= Frost Amphitheater =

Amphitheater at Stanford University, California, US

The Laurence Frost Amphitheater, commonly known as Frost Amphitheater, is a prominent amphitheater at Stanford University. It first opened in 1937 and was the site of commencement ceremonies for the university from 1938 until 1984. It can hold about 8,000 people.

==History==
The amphitheater built in 1937 was a gift of Mr. and Mrs. Howard Frost in memory of their son, John Laurence Frost, who graduated in 1935 and died of polio in the same year. It is a tree lined, grassy, tiered 20 acre bowl designed by landscape architect Leslie Kiler.

Throughout the years, the amphitheater has been the host to many events including a prominent speech by Soviet President Mikhail Gorbachev in 1992.

==Music venue==
The Grateful Dead played 14 shows at the Amphitheater in 1982, 1983, 1985, 1986, 1987, 1988, and 1989. Since 2012, the Stanford Concert Network, a student organization, has hosted the annual Frost Music and Arts Festival at the Amphitheater each May, which has featured headliners Modest Mouse, MGMT, Dispatch, Flume, and Fetty Wap, as well as Eyes Lips Eyes, Benjamin Francis Leftwich, Delorean, Kuroma, Paper Void, Yeasayer, Kaytranada, AlunaGeorge, and Sage the Gemini.

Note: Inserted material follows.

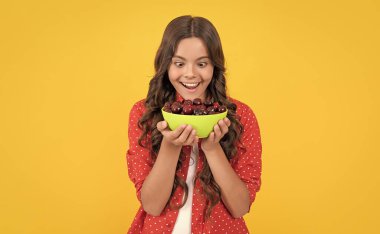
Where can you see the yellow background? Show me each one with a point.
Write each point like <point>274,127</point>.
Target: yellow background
<point>71,70</point>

Frost Arts & Music Festival Performers
| Year | Headliner | Opening act |
|---|---|---|
| 2012 | Modest Mouse | Benjamin Francis Leftwich |
| 2013 | MGMT | Delorean, Kuroma |
| 2014 | Dispatch (band) | Yeasayer |
| 2015 | Flume | Kaytranada, AlunaGeorge |
| 2016 | Fetty Wap | Sage the Gemini |
| 2017 | Zedd | Broods |
| 2018 | Glass Animals | Ravyn Lenae, Monte Booker |
| 2019 | Kali Uchis, Jorja Smith | Mia Carucci |

The amphitheater usually hosts a concert (either jazz or classical) and fireworks on July 3.